Congress needs to pass it now, Klobuchar said, so states have enough time to set up and test-run their vote-by-mail registrations, procedures and systems.
Vote-by-mail will help “the front-line workers – the nurses, those who are driving trucks and in grocery stores and others, who are working from home and have kids there” due to shelter-in-place policies the coronavirus pandemic mandated, Klobuchar said. Voters also don’t want to risk health or lives to the virus’s community spread by waiting in long lines.
That’s what happened in the Wisconsin Democratic primary, she noted. The GOP-run state lawmakers forced voters to stand and 72 voters and one election judge got sick. By contrast, 1.1 million mail ballots swamped Badger State election officials beforehand.
That’s no surprise. In the 2018 off-year election, turnout as a percentage of eligible voters zoomed, especially in those states with vote-by-mail, such as Colorado, Utah, Oregon, Washington, and California. It also rose substantially in states such as Minnesota and Illinois, which have same-day voter registration. Younger voters and women in particular cast ballots.
And the high turnout, combined with a horde of progressive female candidates seeking U.S. House seats, and anger against Trump and the GOP – even before the
coronavirus pandemic hit – combined to produce an enormous shift of House seats to Democrats, along with House control and election of a horde of pro-worker lawmakers.

State legislative and gubernatorial votes saw similar results, except in states – like Georgia and Florida – with rampant GOP-pushed voter suppression efforts, heavily gerrymandered legislatures, or both.

All this makes enacting vote-by-mail the first top cause of Labor 2020, its election effort, Trumka said. “In the middle of a global pandemic, we must make it easier to vote than ever before,” he explained. The $3.6 billion for vote-by-mail and $25 billion more for the Postal Service – so carriers can deliver and pick up ballots, along with other mail – “are investments in our democracy.” Even GOP governors in Ohio and New Hampshire agree, Klobuchar said.

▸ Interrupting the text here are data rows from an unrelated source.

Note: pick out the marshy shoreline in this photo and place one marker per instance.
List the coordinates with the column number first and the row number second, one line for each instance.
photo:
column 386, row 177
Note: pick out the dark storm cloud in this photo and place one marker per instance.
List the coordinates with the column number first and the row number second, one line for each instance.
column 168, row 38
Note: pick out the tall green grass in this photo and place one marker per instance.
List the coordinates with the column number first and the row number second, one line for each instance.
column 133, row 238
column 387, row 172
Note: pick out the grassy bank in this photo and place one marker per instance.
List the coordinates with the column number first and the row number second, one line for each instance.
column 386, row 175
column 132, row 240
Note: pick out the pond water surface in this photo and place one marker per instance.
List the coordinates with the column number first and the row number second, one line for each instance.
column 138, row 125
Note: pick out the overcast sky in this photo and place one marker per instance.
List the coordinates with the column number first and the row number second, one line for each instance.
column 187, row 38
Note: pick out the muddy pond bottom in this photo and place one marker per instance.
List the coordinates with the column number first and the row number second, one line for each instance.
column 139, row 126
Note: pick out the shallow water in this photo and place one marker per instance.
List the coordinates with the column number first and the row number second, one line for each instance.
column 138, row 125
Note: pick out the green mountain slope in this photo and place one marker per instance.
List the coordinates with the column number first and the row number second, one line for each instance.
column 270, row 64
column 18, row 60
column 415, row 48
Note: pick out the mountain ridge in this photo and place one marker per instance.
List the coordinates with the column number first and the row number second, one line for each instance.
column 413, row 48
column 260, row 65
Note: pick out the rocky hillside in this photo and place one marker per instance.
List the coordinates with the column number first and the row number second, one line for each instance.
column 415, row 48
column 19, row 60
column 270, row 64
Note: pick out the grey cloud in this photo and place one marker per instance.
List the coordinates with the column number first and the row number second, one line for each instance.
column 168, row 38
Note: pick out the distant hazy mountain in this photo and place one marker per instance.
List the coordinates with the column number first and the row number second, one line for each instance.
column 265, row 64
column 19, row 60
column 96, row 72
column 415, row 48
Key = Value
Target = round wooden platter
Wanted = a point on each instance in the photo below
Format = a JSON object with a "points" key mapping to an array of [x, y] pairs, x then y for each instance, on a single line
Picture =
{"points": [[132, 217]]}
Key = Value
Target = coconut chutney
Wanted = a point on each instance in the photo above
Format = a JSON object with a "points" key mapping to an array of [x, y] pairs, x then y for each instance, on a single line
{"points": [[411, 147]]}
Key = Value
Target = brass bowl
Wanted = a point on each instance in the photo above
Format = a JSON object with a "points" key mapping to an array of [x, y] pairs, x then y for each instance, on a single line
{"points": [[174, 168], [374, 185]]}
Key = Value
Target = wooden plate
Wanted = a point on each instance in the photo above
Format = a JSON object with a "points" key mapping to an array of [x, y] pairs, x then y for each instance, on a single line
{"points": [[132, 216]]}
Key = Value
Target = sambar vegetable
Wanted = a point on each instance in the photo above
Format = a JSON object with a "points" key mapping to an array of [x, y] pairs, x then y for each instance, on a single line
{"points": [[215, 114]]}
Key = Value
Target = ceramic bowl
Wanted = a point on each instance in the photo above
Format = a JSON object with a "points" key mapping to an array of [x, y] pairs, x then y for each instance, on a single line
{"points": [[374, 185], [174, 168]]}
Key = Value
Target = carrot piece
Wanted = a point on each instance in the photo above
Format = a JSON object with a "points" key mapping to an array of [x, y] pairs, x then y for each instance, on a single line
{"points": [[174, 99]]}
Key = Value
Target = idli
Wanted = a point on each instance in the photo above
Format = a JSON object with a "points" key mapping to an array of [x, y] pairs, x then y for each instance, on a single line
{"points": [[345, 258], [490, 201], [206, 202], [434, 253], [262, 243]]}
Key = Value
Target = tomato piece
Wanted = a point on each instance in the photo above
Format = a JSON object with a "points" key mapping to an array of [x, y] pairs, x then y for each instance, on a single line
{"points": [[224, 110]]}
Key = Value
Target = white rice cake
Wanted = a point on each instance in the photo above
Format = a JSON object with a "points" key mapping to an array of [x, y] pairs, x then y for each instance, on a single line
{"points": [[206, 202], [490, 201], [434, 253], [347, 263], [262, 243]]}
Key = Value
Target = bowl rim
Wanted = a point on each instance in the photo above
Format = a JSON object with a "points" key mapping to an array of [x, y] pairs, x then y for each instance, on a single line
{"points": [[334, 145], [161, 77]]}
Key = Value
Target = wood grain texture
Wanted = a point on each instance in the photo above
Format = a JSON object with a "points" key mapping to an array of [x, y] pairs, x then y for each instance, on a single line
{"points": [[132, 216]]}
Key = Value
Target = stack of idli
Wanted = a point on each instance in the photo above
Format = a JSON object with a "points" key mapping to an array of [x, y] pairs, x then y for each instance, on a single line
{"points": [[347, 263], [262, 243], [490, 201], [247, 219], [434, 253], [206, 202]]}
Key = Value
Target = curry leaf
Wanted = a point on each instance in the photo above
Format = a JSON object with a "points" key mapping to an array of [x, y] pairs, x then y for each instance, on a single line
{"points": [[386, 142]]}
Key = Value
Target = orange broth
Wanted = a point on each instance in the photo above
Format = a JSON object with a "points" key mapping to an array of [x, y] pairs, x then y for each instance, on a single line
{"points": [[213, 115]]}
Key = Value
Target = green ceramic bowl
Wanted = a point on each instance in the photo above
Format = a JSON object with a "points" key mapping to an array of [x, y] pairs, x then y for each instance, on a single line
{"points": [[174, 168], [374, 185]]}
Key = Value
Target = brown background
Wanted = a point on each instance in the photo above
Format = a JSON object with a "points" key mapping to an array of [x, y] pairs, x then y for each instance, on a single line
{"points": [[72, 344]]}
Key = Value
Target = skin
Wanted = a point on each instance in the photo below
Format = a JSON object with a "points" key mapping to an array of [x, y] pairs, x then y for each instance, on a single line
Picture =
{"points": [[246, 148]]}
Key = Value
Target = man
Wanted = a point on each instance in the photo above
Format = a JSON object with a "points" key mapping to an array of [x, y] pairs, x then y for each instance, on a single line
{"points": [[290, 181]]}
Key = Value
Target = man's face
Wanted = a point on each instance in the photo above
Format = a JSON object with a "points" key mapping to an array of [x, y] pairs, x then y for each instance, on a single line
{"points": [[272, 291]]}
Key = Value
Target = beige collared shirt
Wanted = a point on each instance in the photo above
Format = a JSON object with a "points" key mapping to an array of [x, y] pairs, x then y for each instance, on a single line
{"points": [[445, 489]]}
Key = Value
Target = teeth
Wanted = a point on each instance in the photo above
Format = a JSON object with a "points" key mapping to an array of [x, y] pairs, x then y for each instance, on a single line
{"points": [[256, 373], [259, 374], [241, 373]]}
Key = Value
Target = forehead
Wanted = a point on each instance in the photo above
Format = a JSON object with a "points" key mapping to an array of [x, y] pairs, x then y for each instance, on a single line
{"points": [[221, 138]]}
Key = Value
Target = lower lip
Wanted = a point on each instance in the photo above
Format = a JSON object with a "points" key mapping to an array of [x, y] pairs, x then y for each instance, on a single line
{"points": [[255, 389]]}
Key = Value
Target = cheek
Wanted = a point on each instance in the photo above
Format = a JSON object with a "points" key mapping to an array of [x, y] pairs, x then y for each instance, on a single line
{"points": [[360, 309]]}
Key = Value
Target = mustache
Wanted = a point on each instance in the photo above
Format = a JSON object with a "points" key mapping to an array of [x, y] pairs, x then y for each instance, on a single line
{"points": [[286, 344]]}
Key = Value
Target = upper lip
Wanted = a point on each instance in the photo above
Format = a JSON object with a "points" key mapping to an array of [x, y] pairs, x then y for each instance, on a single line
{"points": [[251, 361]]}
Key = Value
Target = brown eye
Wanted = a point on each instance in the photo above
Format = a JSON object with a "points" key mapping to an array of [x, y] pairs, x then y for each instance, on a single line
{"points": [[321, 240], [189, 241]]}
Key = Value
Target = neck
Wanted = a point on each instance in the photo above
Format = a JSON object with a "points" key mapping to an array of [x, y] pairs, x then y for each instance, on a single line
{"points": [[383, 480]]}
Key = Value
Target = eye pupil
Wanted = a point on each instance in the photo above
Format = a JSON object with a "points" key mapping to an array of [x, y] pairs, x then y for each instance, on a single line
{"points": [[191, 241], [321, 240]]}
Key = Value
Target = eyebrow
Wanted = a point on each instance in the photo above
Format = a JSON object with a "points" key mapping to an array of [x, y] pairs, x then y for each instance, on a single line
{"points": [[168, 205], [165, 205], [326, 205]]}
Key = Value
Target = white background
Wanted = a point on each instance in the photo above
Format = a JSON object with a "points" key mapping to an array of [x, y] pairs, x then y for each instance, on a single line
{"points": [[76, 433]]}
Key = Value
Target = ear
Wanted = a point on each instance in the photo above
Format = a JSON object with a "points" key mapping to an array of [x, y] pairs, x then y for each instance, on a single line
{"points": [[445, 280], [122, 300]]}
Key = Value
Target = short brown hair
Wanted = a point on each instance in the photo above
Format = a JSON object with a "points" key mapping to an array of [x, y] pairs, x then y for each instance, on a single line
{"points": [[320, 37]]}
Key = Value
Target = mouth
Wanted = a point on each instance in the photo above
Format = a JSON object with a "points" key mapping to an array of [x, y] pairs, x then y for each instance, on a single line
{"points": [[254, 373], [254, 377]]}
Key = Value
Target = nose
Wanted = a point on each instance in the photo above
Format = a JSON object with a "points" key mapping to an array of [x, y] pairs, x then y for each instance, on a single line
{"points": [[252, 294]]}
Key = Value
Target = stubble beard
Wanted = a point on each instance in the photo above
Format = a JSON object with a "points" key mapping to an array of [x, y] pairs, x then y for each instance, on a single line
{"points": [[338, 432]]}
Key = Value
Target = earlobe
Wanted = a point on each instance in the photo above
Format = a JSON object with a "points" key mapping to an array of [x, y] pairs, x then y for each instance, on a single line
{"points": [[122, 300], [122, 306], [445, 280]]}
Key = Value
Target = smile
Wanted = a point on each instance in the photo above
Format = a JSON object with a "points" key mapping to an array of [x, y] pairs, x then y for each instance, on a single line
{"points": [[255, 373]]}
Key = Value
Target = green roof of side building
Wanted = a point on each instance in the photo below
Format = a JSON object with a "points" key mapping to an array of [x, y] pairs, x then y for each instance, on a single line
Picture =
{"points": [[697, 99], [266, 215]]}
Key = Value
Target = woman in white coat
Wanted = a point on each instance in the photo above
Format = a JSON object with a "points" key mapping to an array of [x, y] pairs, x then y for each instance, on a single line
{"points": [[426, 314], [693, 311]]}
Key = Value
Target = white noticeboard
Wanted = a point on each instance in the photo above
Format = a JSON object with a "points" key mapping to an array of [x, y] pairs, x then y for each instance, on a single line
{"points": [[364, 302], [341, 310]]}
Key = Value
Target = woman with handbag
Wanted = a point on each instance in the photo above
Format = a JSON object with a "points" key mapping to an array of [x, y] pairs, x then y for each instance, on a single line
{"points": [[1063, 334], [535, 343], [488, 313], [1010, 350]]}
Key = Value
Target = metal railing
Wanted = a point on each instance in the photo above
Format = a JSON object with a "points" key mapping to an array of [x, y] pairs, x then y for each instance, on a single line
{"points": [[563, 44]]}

AFSCME President Lee Saunders pointed out the bias of foes of vote by mail against both workers and people of color. “Of the ten states that have the strictest ‘voter ID’ laws” – the now-generic name for all sorts of voter suppression – “nine are right-to-work states.” RTW laws, a favorite corporate and right-wing cause, deprive unions of funds by letting workers use union services without paying one red cent for them.

Those states also “want to muzzle poor people and people of color,” said Saunders. Foes “can’t win on the merits, so they game the system.” Vote-by-mail stops such tactics.

Trump vehemently opposes vote-by-mail and his top aide/son-in-law, Jared Kushner, recently suggested in Time magazine that “I don’t know if we’re even going to have an election,” said Teachers (AFT) President Randi Weingarten, a New York City civics teacher. 

Trump himself, before the pandemic hit, suggested during a speech in the Pittsburgh area calling off the vote and giving him a second, third or even fourth term in the White House.
“We will have an election,” Weingarten retorted. “And we have to ensure our elections are free, fair and open to all. That’s why” vote-by-mail “is so important.”